Friday, August 1, 2014

Market Instability to Impact Gentiva Sale?


Gentiva's suitors must factor in recent market volatility as they face the prospect of increased interest rates.  Will Kindred and the unnamed White Knight rush their due diligence, hoping to lock in any new debt at dirt cheap rates?  A financial expert noted:

As companies pay more in interest on borrowed money corporate earnings can drop reducing the stock price. Companies vary as to how sensitive they are to this risk.
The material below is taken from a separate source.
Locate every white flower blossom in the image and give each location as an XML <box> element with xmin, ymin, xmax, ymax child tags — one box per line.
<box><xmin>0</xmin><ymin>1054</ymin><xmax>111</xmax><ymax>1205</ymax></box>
Gentiva is already bloated with debt, much of it recently refinanced at low rates as part of the Harden acquisition.   The bigger the corporate mortgage the less money the company has to spend on other things, like employee salaries and benefits.  These have been low on the priority list for years. 

Gentiva will be sold, unless the credit market collapses.  The question is who'll buy, how much they'll borrow and at what rates?

The move comes amid rising demand this year for the riskiest corporate bonds from investors frustrated by low interest rates on historically safer investments.

There have been signs lately, however, that the rally may be waning. Prices on bonds issued by lower-rated U.S. companies tumbled last week to a three-month low, according to a Bank of America Merrill Lynch index. Bond yields rise when their prices fall.

Credit market instability could impact who wins Gentiva (if anyone).